I recently prepared for an interview with the Canadian Broadcasting Corporation concerning the tragedy in Newtown, Connecticut. I thought it would be worth my while to compare murder rates between the two countries, but also between adjoining divisions of those two countries. There was a time when Canadian murder rates were low enough compared to the U.S. for American gun-control advocates to argue in favor of Canadian style gun control for our country. This is no longer the case.
It is certainly true that for Canada as a whole, murder rates are still considerably lower than for the United States as a whole. For 2011, Canada had 1.73 homicides per 100,000 people; the United States had 4.8 murders and non-negligent homicides per 100,000 people. What I find fascinating, however, is to look at murder rates for Canadian provinces and compare them to their immediate American state neighbors. When you do that, you discover some very curious differences that show gun availability must be either a very minor factor in determining murder rates, or if it is a major factor, it is overwhelmed by factors that are vastly more important.
For example, I live in Idaho. In 2011, our murder rate was 2.3 per 100,000 people. We have almost no gun-control laws here. You need a permit to carry concealed in cities, but nearly anyone who may legally own a firearm and is over 21 can get that permit. We are subject to the federal background check on firearms, but otherwise there are no restrictions. Do you want a machine gun? And yes, I mean a real machine gun, not a semiautomatic AR-15. There is the federal paperwork required, but the state imposes no licensing of its own. I have friends with completely legal full-automatic Thompson submachine guns.
Surely with such lax gun-control laws, our murder rate must be much higher than our Canadian counterparts’ rate. But this is not the case: I was surprised to find that not only Nunavut (21.01) and the Northwest Territories (6.87) in Canada had much higher murder rates than Idaho, but even Nova Scotia (2.33), Manitoba (4.24), Saskatchewan (3.59), and Alberta (2.88) had higher murder rates. (Okay, Nova Scotia is just a teensy-weensy bit higher than Idaho for 2011.)

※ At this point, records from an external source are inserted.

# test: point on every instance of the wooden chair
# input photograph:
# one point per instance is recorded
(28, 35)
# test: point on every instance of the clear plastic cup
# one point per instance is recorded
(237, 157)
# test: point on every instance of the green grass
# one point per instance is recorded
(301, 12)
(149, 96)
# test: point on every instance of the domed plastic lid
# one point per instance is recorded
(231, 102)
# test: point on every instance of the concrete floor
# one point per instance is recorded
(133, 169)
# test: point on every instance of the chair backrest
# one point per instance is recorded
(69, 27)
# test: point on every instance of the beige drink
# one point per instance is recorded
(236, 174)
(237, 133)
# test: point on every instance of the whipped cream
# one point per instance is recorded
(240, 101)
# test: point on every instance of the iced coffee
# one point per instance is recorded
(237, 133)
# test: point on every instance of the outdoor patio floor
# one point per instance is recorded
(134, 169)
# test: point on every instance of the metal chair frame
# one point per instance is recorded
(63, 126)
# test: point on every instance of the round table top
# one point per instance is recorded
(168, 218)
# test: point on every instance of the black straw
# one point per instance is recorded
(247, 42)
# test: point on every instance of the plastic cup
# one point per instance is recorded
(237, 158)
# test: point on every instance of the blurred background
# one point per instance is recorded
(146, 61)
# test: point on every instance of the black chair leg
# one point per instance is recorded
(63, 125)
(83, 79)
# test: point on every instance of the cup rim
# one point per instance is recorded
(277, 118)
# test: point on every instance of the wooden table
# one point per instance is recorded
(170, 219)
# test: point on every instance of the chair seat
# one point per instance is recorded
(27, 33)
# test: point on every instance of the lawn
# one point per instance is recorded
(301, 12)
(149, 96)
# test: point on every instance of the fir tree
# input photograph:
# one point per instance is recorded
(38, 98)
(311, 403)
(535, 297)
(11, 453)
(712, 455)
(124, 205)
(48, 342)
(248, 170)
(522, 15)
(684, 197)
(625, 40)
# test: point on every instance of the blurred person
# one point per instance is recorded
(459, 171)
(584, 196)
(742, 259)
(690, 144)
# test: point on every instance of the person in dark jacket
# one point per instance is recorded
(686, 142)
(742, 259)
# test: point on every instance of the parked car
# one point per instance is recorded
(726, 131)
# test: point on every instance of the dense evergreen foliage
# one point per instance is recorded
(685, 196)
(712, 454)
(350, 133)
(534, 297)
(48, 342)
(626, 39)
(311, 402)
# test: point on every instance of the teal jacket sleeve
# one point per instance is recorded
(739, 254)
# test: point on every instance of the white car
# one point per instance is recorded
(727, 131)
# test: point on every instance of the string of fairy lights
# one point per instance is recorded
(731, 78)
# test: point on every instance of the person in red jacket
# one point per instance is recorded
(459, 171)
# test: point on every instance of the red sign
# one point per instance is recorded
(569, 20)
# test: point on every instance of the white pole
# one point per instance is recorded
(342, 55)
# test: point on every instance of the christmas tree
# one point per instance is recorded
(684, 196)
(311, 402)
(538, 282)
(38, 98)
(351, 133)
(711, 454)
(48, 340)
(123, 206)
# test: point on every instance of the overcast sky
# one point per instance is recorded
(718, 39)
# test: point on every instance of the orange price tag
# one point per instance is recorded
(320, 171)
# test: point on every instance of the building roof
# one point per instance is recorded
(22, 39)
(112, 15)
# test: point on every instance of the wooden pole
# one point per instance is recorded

What about Minnesota? It had 1.4 murders per 100,000 in 2011, lower than not only all those prairie provinces, but even lower than Canada as a whole. Montana had 2.8 murders per 100,000, still better than for Canadian provinces and one Canadian territory. When you get to North Dakota, another one of these American states with far less gun control than Canada, the murder rate is 3.5 per 100,000, still lower than Manitoba, Saskatchewan, the Northwest Territories, and Nunavut. And let me emphasize that Minnesota, Montana, and North Dakota, like Idaho, are all shall-issue concealed-weapon permit states: nearly any adult without a felony conviction or a domestic violence misdemeanor conviction can obtain a concealed weapon permit with little or no effort.
At this point, you’re going to point out that there are many American states that have very high murder rates, especially in the South, and on the coasts. This is certainly true, but irrelevant to the question of whether gun-control laws reduce murder rates. If gun availability or a lack of restrictive gun-control laws was sufficient to explain any substantial part of murder rates, then these low restriction states should have higher murder rates than their Canadian neighbors, and yet if anything, the situation is the reverse: the Canadian provinces often have higher murder rate than their low gun-control American counterparts.
There are very real social problems that contribute to differences in murder rates. If gun availability is one of those contributors, it must be a very unimportant part of that contribution. Perhaps those focused on gun control as a method of saving lives might be better off concentrating on the social problems that really matter.